Jésus ne propose pas de cesser d'aimer, mais de le "préférer”, lui (v.26). Dieu est Amour, et en Jésus, nous voyons l'Amour à l'oeuvre ; aussi, le "préférer", c'est apprendre à aimer, à aimer vraiment (ce que nous savons si mal faire), de l'amour même de Dieu, gratuit, humble, respectueux. Alors, dans cette "préférence" pour le Christ, qui nous libère de l'égoïsme, qui nous fait vivre de lui, chacun pourra aimer en vérité "son père, sa mère, sa femme, ses enfants, ses frères et soeurs"- et même "sa propre vie", (v.26) mais comme un don reçu de Dieu, qu'il peut offrir aux autres, de même que Jésus a offert la sienne
Cela ne diminue pas l'exigence de Jésus, sa radicalité, au contraire. Car, pour en arriver au véritable amour, ou plutôt pour seulement essayer d'y parvenir, il faut passer par bien des renoncements, et pas seulement sur le plan matériel. Il faut toute une transformation intérieure, et poser bien des choix, grands ou petits, mais souvent crucifiants. De nos jours, cela peut être très concret, dans une société où les tentations de tous ordres sont présentes au grand jour, incompatibles souvent avec les valeurs chrétiennes. C'est pourquoi "celui qui ne renonce pas à tous ses biens ne peut pas être mon disciple." (v.33)
Et nous, qui sommes des chrétiens-chrétiennes de longue date, nous qui avons été élevés dans une religion qui s'est transmise de générations et générations. Nous qui sommes, dans la plupart des cas, catholiques parce que nos pères étaient catholiques. Nous qui pratiquons cette religion du mieux que nous le pouvons... C'est à nous que, ce matin, le Christ s'adresse. Et qu'est-ce qu'il nous demande ?
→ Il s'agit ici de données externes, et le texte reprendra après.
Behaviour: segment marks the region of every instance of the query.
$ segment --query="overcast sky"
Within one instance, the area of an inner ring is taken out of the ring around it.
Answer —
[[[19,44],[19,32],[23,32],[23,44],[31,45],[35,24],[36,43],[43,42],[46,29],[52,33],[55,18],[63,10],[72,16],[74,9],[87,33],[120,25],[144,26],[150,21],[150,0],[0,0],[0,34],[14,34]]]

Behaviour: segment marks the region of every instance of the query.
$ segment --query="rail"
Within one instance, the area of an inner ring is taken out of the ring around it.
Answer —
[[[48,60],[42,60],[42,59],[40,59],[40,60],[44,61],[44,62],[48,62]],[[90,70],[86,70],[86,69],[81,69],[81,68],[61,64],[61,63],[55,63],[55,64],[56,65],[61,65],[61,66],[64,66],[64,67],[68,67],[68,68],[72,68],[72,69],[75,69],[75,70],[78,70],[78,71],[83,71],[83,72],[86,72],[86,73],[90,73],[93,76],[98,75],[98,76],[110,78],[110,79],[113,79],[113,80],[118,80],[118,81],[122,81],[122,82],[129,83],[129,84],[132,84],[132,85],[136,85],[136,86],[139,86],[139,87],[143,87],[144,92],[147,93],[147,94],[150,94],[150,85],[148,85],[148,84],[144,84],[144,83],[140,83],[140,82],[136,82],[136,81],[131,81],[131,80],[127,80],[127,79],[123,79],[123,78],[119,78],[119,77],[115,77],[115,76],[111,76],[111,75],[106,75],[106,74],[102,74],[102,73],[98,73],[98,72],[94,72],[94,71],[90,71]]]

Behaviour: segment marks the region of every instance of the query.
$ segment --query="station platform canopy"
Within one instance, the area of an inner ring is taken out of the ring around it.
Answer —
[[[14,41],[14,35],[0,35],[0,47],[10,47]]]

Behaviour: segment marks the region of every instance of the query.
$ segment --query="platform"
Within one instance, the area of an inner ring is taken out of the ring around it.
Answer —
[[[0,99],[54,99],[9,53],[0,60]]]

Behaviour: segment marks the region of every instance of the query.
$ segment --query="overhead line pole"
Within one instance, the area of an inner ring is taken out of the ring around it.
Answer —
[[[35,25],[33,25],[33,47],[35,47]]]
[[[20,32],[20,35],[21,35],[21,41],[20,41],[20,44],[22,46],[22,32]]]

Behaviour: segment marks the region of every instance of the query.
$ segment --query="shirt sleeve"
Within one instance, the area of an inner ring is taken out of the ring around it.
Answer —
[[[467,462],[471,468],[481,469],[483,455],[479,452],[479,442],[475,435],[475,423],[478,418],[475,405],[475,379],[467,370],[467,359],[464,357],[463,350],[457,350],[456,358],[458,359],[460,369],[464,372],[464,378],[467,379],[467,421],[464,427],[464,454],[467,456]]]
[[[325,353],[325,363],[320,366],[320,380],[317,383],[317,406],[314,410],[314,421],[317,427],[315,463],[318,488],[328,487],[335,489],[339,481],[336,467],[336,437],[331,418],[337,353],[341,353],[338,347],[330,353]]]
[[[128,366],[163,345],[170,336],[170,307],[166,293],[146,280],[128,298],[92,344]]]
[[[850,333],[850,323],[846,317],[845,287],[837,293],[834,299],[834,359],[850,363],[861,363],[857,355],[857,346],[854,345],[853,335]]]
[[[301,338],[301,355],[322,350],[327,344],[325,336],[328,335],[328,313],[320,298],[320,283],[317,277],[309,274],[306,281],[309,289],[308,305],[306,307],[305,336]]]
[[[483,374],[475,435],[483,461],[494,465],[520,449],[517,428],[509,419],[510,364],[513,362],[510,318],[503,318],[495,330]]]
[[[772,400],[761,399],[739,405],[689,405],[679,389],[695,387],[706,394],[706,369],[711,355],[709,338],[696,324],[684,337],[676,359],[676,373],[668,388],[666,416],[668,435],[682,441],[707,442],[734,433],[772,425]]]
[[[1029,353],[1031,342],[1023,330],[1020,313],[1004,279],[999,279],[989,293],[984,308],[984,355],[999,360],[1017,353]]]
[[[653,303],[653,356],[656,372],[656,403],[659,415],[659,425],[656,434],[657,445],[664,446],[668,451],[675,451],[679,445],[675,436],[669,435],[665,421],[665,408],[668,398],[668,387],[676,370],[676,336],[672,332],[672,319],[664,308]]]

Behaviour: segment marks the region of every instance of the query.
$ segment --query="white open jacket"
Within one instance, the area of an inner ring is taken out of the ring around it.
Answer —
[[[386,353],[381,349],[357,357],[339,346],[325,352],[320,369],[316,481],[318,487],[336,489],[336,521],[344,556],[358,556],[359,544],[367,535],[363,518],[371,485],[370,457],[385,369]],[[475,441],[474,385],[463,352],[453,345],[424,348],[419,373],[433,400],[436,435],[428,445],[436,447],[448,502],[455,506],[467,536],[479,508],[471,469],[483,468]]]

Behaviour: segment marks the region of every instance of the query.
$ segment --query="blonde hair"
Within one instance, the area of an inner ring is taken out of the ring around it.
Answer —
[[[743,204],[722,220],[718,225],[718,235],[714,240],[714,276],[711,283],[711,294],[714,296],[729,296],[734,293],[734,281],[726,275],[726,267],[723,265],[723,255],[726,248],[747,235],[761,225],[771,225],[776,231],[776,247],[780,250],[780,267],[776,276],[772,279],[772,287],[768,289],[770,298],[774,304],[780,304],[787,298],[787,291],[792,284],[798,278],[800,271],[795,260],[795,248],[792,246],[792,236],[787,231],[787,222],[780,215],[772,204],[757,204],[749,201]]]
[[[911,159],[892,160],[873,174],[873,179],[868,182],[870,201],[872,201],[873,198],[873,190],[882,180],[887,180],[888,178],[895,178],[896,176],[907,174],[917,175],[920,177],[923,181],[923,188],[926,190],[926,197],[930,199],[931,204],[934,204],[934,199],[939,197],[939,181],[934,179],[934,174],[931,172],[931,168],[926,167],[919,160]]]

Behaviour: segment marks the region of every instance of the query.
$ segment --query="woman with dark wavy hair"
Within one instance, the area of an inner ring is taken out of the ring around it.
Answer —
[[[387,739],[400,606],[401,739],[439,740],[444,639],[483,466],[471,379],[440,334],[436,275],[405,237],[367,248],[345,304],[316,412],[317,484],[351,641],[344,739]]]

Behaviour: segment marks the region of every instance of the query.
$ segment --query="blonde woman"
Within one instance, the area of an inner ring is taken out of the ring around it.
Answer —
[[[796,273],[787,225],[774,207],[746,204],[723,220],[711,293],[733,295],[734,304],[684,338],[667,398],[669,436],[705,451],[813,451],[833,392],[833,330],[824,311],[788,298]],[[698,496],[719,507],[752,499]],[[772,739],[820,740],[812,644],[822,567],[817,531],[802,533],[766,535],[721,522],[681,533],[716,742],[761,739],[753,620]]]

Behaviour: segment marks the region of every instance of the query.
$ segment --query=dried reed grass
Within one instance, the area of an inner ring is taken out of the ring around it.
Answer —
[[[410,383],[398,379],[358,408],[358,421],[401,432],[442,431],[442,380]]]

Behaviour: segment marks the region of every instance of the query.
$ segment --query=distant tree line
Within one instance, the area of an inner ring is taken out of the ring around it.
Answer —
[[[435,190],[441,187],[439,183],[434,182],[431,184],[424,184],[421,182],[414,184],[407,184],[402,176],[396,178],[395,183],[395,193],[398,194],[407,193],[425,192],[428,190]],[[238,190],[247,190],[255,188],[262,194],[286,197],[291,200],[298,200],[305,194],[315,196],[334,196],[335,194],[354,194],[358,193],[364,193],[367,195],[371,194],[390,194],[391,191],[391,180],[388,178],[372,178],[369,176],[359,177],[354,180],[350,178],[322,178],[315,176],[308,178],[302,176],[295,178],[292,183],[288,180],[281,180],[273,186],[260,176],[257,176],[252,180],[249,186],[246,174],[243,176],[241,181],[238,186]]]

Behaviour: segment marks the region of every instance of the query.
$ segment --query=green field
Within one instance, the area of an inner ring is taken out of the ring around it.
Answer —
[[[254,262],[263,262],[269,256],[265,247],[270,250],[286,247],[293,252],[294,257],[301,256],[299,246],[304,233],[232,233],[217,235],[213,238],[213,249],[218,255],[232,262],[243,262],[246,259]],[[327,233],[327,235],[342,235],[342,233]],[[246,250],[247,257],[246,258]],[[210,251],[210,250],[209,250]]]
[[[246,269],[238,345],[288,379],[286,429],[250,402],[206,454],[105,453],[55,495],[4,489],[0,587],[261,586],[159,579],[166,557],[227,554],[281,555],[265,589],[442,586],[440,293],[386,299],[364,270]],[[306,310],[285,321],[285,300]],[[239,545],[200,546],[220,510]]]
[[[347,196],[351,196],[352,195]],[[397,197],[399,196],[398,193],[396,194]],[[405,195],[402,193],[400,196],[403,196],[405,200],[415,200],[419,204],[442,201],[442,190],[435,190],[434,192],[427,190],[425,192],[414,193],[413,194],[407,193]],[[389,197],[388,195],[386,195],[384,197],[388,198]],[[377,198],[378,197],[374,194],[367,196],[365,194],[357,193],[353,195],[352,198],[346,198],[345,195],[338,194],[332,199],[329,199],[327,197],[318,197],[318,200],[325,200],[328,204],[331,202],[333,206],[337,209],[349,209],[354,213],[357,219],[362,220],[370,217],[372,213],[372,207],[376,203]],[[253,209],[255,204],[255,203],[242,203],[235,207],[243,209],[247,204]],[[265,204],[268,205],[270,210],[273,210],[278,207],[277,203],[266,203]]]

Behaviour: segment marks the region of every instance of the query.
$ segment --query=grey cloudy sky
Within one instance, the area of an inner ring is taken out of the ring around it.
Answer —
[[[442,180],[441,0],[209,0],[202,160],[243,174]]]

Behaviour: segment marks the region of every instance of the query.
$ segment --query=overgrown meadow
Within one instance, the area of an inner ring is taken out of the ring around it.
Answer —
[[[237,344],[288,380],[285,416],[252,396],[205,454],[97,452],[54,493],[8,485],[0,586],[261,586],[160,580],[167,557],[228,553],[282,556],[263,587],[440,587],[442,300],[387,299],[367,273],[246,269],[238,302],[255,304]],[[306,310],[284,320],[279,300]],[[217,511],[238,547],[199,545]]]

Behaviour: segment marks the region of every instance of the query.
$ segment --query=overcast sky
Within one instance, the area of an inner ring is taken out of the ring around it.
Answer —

De passer de la religion à la foi. C'est-à-dire, d'une religion de tradition à une démarche personnelle : l'adhésion à une personne, Jésus-Christ. Et pour cela, «de nous asseoir, de calculer, de voir si nous sommes prêts à payer le prix,» (v.28) à opérer les ruptures nécessaires. Reconnaissons que ce choix, nous ne le faisons jamais franchement. Renoncer à tout pour le Christ ? Le préférer à tout ? Nous avons peur de perdre, de nous perdre. Et cela parce que nous ne faisons pas assez confiance à Dieu, à sa parole.
Au fond, nous confondons "croire" et "réciter le Credo".
Mais croire, c'est engager sa vie. C'est déplacer la confiance : au lieu de faire confiance, en priorité, à ce que nous avons, à ce que nous sommes, à nos relations, c'est faire d'abord confiance à Dieu. C'est cela la vraie sagesse dont parlait la première lecture. Au fond, le Christ nous invite à la rencontre, et la première question qu'il faut nous poser est celle-ci «Est-ce que, pour moi, le Christ est une personne qui compte dans ma vie ? »
Nous avons de la chance: nous vivons dans un milieu et à une époque où le christianisme de tradition n'est plus guère possible. Et même si, souvent encore, on naît chrétien, la vie et l'environnement social se chargent bien de nous amener à choisir d'être chrétien ou de ne pas l'être, de vivre en chrétiens ou de vivre comme tout le monde. L'acte de foi, comme l'amour sont des actes de notre liberté. Et c’est tant mieux.